Re: Problem with storage of large data


Dear Aurel,

>You should
>1/ use readvec for large data
>2/ not perform operations in data files (in particular, do not store polynomials as sums of products coef * x^i)

Indeed, that is very helpful, thanks a lot !

In my case, the data took a few secs to be written and a minute to be read (as you say, this comes probably from reducing the fractions and copying).
For the record, here is the code I wrote, inspired by your suggestions :


store_list_of_univariates_in_readvec_form(list_of_polys,vaar,common_degree,filename_prefix)={
   my(file_for_numers,file_for_denoms,common_size,poly,coeff);
   file_for_numers=concat(filename_prefix,"_numerators");
   file_for_denoms=concat(filename_prefix,"_denominators");
   common_size=common_degree+1;
   for(j=1,length(list_of_polys),\
   poly=list_of_polys[j];\
   for(k=1,common_size,\
   coeff=simplify(polcoeff(poly,common_size-k,vaar));\
   write(file_for_numers,numerator(coeff));\
   write(file_for_denoms,denominator(coeff));\
   ););
}

retrieve_list_of_univariates_using_readvec(vaar,common_degree,filename_prefix)={
   my(file_for_numers,file_for_denoms,numers,denoms,nbr_of_coeffs,coeffs,\
   nbr_of_polys,common_size);
   file_for_numers=concat(filename_prefix,"_numerators");
   file_for_denoms=concat(filename_prefix,"_denominators");
   numers=readvec(file_for_numers);
   denoms=readvec(file_for_denoms);
   nbr_of_coeffs=length(numers);
   coeffs=vector(nbr_of_coeffs,j,numers[j]/denoms[j]);
   nbr_of_polys=nbr_of_coeffs/(common_degree+1);
   common_size=common_degree+1;
   return(vector(nbr_of_polys,j,Pol(coeffs[(j-1)*common_size+1..j*common_size],vaar)));
}



/*

Test on a very small example

original_list=[Pol([5/6,-2/3,7,11,-1/57],x),Pol([8,1],x),Pol([2,-1,0,0,0],x)]
store_list_of_univariates_in_readvec_form(original_list,x,4,"amy");
retrieved_list=retrieve_list_of_univariates_using_readvec(x,4,"amy");
compare_lists=(retrieved_list==original_list)


*/

---- On Mon, 25 Aug 2025 11:59:17 +0200 Aurel Page <aurel.page@normalesup.org> wrote ---

Dear E.D.,

You should
1/ use readvec for large data
2/ not perform operations in data files (in particular, do not store polynomials as sums of products coef * x^i)

Example:

\\fake data
nbpol = 700;
dgpol = 71;
lgpol = dgpol+1;
ncoefs = nbpol*lgpol;
vN = vector(ncoefs,i,random(10^10000));
vD = vector(ncoefs,i,random(10^10000));
for(i=1,ncoefs,write("fileN",vN[i]));
for(i=1,ncoefs,write("fileD",vD[i]));

\\read data
vN = readvec("fileN");
vD = readvec("fileD");
vrat = vector(ncoefs,i,vN[i]/vD[i]);
vpol = vector(nbpol,i,Pol(vrat[lgpol*(i-1)+1 .. lgpol*i]));

\\basic sanity check
Set(apply(poldegree,vpol))

Maybe a file in readvec format with each line being Pol([ list of coefficients as rational numbers ]) would also be ok, I have not tried.
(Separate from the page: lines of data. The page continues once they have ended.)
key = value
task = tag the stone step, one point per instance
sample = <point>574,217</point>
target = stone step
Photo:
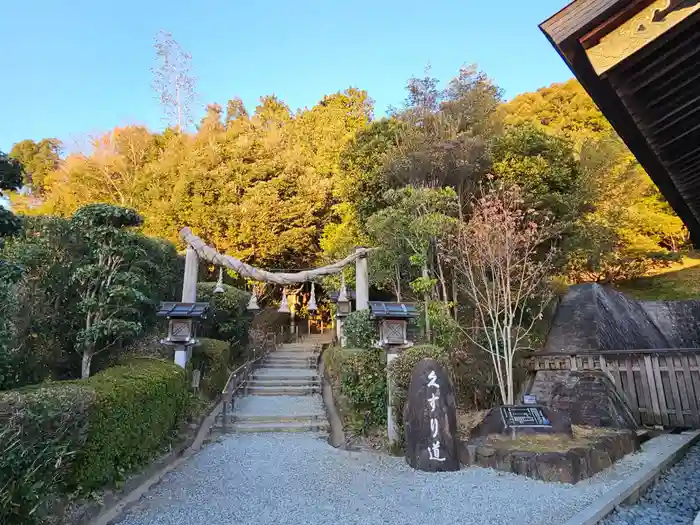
<point>295,350</point>
<point>290,360</point>
<point>284,373</point>
<point>273,418</point>
<point>284,382</point>
<point>280,427</point>
<point>281,390</point>
<point>292,355</point>
<point>305,365</point>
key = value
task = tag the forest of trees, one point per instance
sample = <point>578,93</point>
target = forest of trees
<point>285,189</point>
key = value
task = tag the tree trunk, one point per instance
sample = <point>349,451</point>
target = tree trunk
<point>398,283</point>
<point>87,361</point>
<point>454,295</point>
<point>443,283</point>
<point>425,302</point>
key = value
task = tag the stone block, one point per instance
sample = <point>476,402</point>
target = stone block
<point>571,466</point>
<point>430,419</point>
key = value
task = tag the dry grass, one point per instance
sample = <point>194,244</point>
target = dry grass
<point>583,436</point>
<point>675,282</point>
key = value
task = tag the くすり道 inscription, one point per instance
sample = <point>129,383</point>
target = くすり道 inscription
<point>430,419</point>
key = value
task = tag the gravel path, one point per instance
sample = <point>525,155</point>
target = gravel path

This could also be made more efficient in library mode (avoid copies, do not compute gcd between numerator and denominator, etc).

Cheers,
Aurel

On 25/08/2025 11:12, Ewan Delanoy wrote:


I've got a large (1.2 GB, around 100000 lines) gp file that the GP interpreter cannot read - when I call `read` on that file the interpreter, after a few minutes, prints "Killed" and exits suddenly.

The issue is only one of file size, because the operations in the file are very elementary - it only uses addition, multiplication and accessing/setting elements of an array.

My intent was to store the results of somewhat long computations. The values involved are all univariate polynomials, and the heavy core of the data is a set of about 700 polynomials of degree 71, whose coefficients are rationals whose numerators and denominators have up to 10000 digits.

When I simply and naively use the `write` function to put all this data into a file, I get this
large GP-unreadable file.

Any ideas on how to make this storage work ?

E. D.